Maybe I'm starting to get soft in my old age, but I didn't expect the act of sticking a low-poly shotgun in my face in a video game to make me shrink back in my chair. It's because of something rotten in the atmosphere. Where a more amateur project would set this in any indistinct, grubby basement, or dark, empty cabin somewhere — a Blair Witch Project, an Inscryption — Klubnika finds a setting more sinister in the open. The entire game takes place in a side room of a nightclub, just steps away from the thumping hardbass and the flashing lights. Rather than getting lost, slipping between the margins and winding up alone in a place where nobody could ever find you, you could return to civilization in a couple of strides. Yet the player sticks around, and for what? For money? It's not for much money. Sixty grand. Is that enough to stake your life on? The harrowing thought is that it is. Three years of rent, a down payment on a house, twelve straight months where you wouldn't have to concern yourself with working. I'm sure we've all had a conversation where someone proposes an idea that you'd do something dangerous or embarrassing for a certain amount of money, and asks you to set a dollar amount; how much for you to streak through the middle of this field, how much for you to jump off of that ledge, how much for you to reach for that cop's gun? Have you ever settled on sixty grand? Have you ever been desperate enough that you'd put your life on the line for less?

Buckshot Roulette adheres closely to an old piece of writing advice I once heard, which was to take something that everyone knows and add just enough of a twist that people wonder how they never thought of it themselves. When I heard "Russian Roulette but with a pump-action shotgun", I thought the idea was kind of stupid. You can't exactly "miss" a shell in a barrel the way that you can miss a round in a revolver cylinder. The game clears it up immediately by filling the shotgun with an assortment of live shells and blanks — Klubnika means "dummies", but he ain't know it — and yeah, duh. Of course that's how you would do it. The concept alone is brought to full effect with the introduction of the items, which allow you to saw the barrel off for extra damage, cycle a shell to waste it and narrow the odds, or outright peek at what's chambered to see if the next shot will go click or if it'll go boom. The dealer eventually stops announcing the amount of live rounds and dummies that are going into the shotgun, forcing you to very suddenly start counting them up before he has the chance to load them all in. There are a lot of neat little turns here, and the game feels remarkably well-realized. I'm not sure how you could do this much better.

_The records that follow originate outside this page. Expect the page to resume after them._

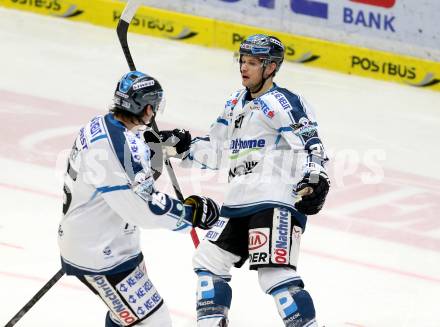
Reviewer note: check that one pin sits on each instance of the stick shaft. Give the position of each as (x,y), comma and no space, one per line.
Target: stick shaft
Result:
(122,29)
(35,298)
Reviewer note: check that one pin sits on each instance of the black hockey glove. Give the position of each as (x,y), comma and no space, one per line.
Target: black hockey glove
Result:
(316,178)
(179,139)
(205,211)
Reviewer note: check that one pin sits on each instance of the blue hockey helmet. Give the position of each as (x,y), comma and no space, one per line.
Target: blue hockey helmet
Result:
(266,47)
(136,90)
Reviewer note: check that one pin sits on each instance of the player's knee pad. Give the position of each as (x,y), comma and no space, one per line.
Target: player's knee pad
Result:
(273,277)
(214,297)
(295,306)
(209,256)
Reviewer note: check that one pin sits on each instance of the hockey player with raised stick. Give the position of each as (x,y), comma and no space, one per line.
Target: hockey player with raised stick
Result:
(276,179)
(109,193)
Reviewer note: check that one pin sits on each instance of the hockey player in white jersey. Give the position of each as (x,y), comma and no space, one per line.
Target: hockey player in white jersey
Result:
(268,137)
(109,193)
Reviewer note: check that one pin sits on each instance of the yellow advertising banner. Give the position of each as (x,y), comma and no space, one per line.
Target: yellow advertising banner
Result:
(210,32)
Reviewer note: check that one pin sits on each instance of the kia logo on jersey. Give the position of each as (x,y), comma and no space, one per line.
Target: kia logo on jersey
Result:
(377,3)
(257,240)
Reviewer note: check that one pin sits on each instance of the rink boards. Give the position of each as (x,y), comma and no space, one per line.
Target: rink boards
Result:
(214,33)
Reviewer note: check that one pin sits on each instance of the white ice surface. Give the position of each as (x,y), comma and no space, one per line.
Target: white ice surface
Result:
(372,258)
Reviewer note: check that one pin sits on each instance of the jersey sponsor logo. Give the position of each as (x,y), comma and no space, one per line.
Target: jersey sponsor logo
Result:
(138,151)
(160,203)
(240,144)
(95,127)
(285,104)
(82,139)
(281,236)
(215,231)
(258,245)
(259,104)
(257,240)
(266,110)
(243,169)
(305,129)
(112,299)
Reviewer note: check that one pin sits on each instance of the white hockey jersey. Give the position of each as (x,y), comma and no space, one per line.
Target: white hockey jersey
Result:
(109,192)
(266,143)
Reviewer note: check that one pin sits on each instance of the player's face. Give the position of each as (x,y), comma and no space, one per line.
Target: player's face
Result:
(251,69)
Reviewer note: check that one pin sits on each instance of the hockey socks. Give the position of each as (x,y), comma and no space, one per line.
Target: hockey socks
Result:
(214,297)
(295,306)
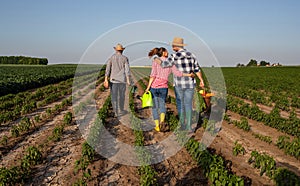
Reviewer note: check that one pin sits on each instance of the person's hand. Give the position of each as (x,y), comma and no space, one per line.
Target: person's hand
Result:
(192,75)
(106,84)
(157,60)
(128,82)
(201,84)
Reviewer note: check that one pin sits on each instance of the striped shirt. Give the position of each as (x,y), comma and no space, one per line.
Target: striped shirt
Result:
(185,62)
(117,68)
(161,75)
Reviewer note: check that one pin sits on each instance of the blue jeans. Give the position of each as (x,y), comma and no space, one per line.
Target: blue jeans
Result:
(117,91)
(159,96)
(184,102)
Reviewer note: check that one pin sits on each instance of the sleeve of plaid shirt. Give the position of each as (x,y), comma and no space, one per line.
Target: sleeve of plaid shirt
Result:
(196,64)
(169,62)
(108,67)
(127,68)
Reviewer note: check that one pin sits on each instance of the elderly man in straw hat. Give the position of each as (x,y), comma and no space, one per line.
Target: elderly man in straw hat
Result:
(117,68)
(185,62)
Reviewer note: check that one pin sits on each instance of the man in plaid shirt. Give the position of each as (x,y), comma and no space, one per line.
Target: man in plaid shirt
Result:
(185,62)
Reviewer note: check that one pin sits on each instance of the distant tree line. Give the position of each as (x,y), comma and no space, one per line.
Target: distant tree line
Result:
(254,63)
(22,60)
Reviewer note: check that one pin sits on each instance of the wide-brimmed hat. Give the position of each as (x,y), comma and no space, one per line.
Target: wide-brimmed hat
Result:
(119,47)
(178,41)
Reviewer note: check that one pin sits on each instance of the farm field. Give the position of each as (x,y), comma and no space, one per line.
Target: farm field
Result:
(43,140)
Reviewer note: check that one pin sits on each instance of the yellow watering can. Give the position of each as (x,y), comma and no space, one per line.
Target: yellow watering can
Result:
(147,99)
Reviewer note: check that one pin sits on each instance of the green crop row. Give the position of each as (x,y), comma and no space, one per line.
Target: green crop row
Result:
(290,147)
(289,126)
(265,85)
(213,165)
(267,165)
(267,139)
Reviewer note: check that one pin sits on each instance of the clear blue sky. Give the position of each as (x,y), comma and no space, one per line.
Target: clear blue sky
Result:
(236,31)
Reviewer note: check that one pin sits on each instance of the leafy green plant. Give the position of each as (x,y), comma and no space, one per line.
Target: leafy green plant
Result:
(267,139)
(238,149)
(265,163)
(4,140)
(68,118)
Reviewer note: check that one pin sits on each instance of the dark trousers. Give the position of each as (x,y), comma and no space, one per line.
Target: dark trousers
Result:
(117,91)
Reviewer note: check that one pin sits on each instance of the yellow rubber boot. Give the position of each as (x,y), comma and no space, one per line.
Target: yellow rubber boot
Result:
(156,125)
(162,117)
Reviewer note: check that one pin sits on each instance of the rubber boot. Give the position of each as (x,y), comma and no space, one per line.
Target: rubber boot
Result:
(188,116)
(162,117)
(156,125)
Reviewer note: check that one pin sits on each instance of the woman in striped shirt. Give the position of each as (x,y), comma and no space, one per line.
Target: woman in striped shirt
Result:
(158,85)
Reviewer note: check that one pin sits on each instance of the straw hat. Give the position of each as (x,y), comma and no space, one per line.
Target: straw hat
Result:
(119,47)
(178,41)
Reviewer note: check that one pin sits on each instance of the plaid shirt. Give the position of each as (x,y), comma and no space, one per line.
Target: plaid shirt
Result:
(185,62)
(161,74)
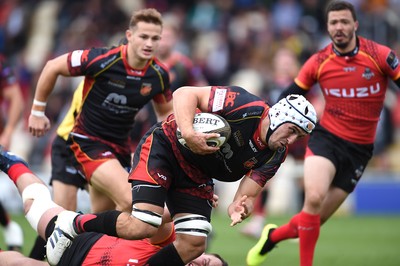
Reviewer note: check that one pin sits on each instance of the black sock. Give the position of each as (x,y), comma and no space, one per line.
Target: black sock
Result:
(167,256)
(105,222)
(38,251)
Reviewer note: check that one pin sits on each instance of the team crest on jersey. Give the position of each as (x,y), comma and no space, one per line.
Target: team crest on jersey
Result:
(230,98)
(368,74)
(249,164)
(237,135)
(392,60)
(145,89)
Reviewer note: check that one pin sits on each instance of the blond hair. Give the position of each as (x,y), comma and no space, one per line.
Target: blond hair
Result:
(149,15)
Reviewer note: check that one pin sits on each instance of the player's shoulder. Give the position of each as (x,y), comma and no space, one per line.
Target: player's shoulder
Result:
(373,48)
(322,54)
(159,66)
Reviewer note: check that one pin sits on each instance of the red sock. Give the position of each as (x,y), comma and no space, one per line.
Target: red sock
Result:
(309,226)
(17,170)
(286,231)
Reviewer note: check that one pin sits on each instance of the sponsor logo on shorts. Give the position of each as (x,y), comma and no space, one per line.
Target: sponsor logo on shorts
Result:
(392,60)
(145,89)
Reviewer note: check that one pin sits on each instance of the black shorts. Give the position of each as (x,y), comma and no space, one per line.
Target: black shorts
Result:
(177,202)
(77,252)
(350,159)
(157,177)
(62,168)
(90,153)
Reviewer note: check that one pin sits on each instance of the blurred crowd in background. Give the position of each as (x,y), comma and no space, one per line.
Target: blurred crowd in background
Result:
(257,44)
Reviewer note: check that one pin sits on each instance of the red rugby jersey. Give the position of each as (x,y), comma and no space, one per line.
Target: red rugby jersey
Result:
(353,86)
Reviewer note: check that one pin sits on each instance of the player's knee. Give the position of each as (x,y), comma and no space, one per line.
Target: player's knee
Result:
(143,224)
(314,200)
(191,246)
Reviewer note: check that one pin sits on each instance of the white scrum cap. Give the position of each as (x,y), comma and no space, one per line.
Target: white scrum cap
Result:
(293,109)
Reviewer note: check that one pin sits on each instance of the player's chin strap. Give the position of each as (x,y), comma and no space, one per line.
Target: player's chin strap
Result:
(146,216)
(193,224)
(42,202)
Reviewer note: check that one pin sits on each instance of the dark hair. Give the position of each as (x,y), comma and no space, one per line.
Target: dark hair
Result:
(149,15)
(224,263)
(338,6)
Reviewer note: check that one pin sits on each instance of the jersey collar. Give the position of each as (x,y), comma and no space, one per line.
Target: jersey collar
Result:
(351,53)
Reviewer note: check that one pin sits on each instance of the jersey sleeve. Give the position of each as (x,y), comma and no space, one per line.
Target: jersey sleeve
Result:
(228,100)
(389,62)
(166,94)
(307,75)
(92,61)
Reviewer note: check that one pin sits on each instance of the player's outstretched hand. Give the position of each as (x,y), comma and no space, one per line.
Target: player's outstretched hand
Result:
(238,210)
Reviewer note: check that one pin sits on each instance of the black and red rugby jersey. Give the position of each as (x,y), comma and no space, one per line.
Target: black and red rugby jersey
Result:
(353,85)
(114,92)
(244,153)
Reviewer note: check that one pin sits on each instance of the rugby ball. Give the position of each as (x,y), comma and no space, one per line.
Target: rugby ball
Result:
(209,123)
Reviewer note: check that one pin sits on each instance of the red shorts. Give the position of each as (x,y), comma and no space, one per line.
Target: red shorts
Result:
(90,154)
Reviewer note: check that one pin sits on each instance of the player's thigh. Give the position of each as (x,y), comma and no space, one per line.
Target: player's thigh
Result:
(65,195)
(99,202)
(318,175)
(111,179)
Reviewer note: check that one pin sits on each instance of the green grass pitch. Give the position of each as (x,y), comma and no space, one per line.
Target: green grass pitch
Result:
(344,241)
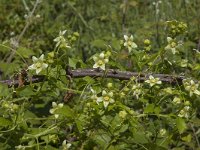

The earliest part of the game is a little too heavy on the randomness for my taste, and that's something of an inherent issue. Your initial set of actions may as well just be pulling the arm of a slot machine; you either get lucky from the jump and you win, or you get unlucky from the jump and you lose. It's realistic in the context of taking turns firing a gun into the roof of your mouth, I suppose, but it doesn’t make for an especially engaging gameplay loop. Digging through the item box and pulling out a bloodied contract signed by God is also incredibly corny. Mike, you’re already doing Inscryption better than Daniel Mullins did. Don’t spoil your own good work by bringing over his awful writing.

Still, though, I’ve thought for a while that the titles found in compilations like the Dread X Collections are going to be the way forward for indie horror, and I think this helps to prove that point. Bite-sized projects that you can start and finish in a single sitting with strong atmospheres and interesting twists on what we’re already familiar with are what more developers need to be striving towards. Klubnika continues to impress. If he keeps going at the rate he’s been going, I think he’s got it in him to go down as one of the greatest to ever do it. It’s exciting to see a developer with this much potential who continues to realize it more and more with every passing release. Mark me down as a fan. I want to be here for the long haul.

I’m glad the club has access to a defibrillator that can revive someone who’s taken four shells to the head.